Между закатом и явью - страница 3



Тьма, и в самом деле, сгущается над миром – я ничуть не преувеличиваю, говоря об этом. Все больше подземных созданий выходит наружу, все чаще встречаются таинственные всадники в паутинных плащах, принося с собой смерть, все больше черных птиц слетается из-за далеких гор – тех самых гор, откуда вот-вот хлынет мгла, готовая поглотить собою землю. Самые уродливые и жестокие порождения ночи появляются неизвестно откуда, безжалостно убивая и сея страх.

Равновесие нарушено, и чтобы его восстановить требуется слишком многое. Я не знаю, возможно ли это вообще. Но мир меняется, становясь чужим. В упадок приходят золотые города, исчезают с лица земли волшебные леса, реки становятся мутными и отравленными. Даже небо уже не такое голубое, как прежде. Скоро всему придет конец… Если, конечно, прежде не случится что-то, способное сместить чашу весов, уже застывшую над пропастью.

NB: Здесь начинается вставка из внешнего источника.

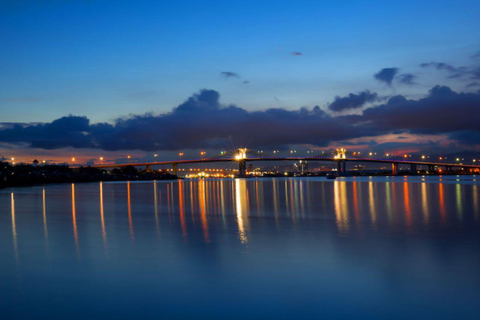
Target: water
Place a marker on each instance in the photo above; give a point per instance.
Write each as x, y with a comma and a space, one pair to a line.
370, 248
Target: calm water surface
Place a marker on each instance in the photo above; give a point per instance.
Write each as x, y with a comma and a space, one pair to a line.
268, 248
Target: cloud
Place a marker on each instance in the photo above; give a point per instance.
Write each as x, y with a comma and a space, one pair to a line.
407, 78
386, 75
455, 72
352, 101
203, 122
443, 111
229, 74
439, 66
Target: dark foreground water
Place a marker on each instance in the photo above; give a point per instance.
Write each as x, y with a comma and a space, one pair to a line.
268, 248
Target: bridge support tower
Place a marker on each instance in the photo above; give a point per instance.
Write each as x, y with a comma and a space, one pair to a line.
341, 167
242, 168
413, 168
394, 169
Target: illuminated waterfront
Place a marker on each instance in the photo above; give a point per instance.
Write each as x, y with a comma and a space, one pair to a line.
390, 247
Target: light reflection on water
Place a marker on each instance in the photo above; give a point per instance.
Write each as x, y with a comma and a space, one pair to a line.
350, 247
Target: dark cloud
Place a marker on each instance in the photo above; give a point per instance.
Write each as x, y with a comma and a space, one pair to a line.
442, 111
439, 66
203, 122
229, 74
455, 72
352, 101
407, 78
68, 131
386, 75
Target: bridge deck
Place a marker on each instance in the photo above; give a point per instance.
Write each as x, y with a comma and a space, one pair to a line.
257, 159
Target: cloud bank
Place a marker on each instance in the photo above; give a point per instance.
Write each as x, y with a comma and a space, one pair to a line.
203, 122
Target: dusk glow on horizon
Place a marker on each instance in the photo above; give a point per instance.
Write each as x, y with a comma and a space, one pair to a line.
87, 79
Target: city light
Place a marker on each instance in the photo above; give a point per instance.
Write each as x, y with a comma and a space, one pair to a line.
241, 154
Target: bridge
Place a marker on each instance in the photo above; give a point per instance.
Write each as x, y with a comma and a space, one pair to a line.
340, 159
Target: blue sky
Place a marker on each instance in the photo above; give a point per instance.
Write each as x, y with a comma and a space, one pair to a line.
103, 59
106, 59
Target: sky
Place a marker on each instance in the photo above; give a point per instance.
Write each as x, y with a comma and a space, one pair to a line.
99, 77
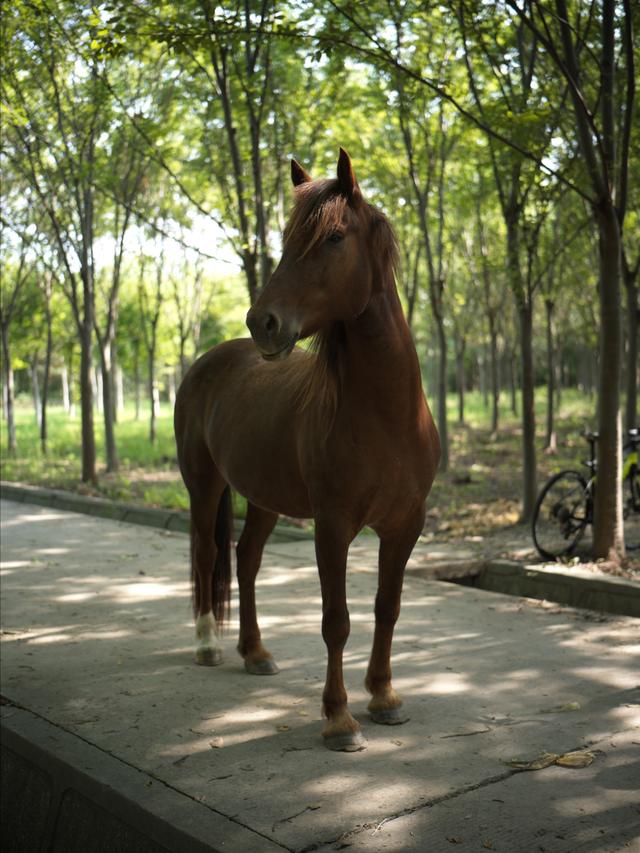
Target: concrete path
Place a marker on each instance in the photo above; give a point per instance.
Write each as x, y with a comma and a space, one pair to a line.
97, 663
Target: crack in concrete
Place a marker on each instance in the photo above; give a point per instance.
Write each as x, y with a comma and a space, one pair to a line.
434, 801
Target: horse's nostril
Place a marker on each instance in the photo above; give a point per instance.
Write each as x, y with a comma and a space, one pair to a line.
270, 323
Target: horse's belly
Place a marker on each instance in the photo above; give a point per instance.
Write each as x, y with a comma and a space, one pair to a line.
286, 496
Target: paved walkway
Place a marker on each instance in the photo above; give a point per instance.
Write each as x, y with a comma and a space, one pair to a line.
97, 648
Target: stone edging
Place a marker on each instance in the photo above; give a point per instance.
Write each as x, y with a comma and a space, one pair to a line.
562, 584
553, 582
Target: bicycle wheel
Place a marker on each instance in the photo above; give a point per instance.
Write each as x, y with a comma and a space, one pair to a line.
561, 515
632, 512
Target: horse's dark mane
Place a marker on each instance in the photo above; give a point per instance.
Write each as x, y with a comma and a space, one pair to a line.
319, 209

Имеет ли смысл на фоне заката гибнущего мира думать о собственных потерях? – Откуда мне знать! Возможно, и не имеет. И все же я иду, бегу по стертым следам, чтобы отыскать тебя, Алиен, чтобы спросить, хотя бы перед самым концом вселенной: «Что изменилось в твоей душе?!!»


Я еду через маленькое селение, по узкой улочке между серых хаток. Народ здесь тоже какой-то серый: молчаливый, угрюмый. Проходят мимо второпях, словно не замечают, а почти столкнувшись с плечом моего коня, поспешно отводят глаза и отходят с дороги. Но мне почему-то кажется, что одна из подсказок находится именно здесь. И я не уеду из этого неприветливого места, пока не получу то, что ищу.

– Эй! – окликаю я одного из прохожих, —

– Привет! Здесь что-то произошло?

Тот испуганно шарахается в сторону и торопится укрыться за одной из бревенчатых хибарок.

Пожимаю плечами, втягиваю носом воздух: пахнет чем-то горелым и еще, чем-то таким… непонятно чем… как будто людским отчаяньем.

Дальше иду пешком, ведя Джокера за собой в поводу. Довольно долго никто не попадается мне на пути. Наконец, натыкаюсь на молодого еще мужчину со шрамом на лбу. Лицо его хранит то же выражение замкнутой тоски, что и лица всех остальных, встреченных мной прежде. Он с угрюмым остервенением толкает перед собой пустую тележку.

– Постой! – обращаюсь к нему, но он даже не оборачивается. Тогда я хватаю его за плечо и заставляю остановиться. Мужчина пытается стряхнуть мою руку, но у меня цепкие пальцы. Наконец, он перестает сопротивляться и молча смотрит мне в глаза. В его взгляде скорее мука, нежели злость и досада.

– Послушай, – я стараюсь, чтобы мой голос звучал как можно мягче, —

– Ты можешь объяснить, что здесь случилось?

– Случилось, – повторяет он без выражения, мельком взглянув на мою перевязанную руку, —

– Случилось то, что они напали опять. Мы пытались защищаться, но куда нам до этих чудовищ! Да, они везде, везде. Скоро на земле не останется места.

– О ком ты говоришь?

– О Всадниках в черном. Они почти ничего не тронули, не сожгли ни одного дома на этот раз, но забрали с собой наших детей и женщин. Они увезли их туда, – он указал в сторону заходящего солнца, где на горизонте чернели уродливые очертания замка – не замка, крепости – не крепости, – вообщем, какого-то мрачного сооружения, созданного явно безумным зодчим.

– Понятно, – говорю я.

Да и что тут еще скажешь?

И что, спрашивается, мне делать дальше? Какова вообще моя роль во всем этом? Я вижу, как судьба уверенной рукой направляет меня на закат, назначив спасителем этих несчастных, и не могу сопротивляться. Ну не безумие ли? Зачем вмешиваться в чужую беду? Зачем идти туда, куда не звали?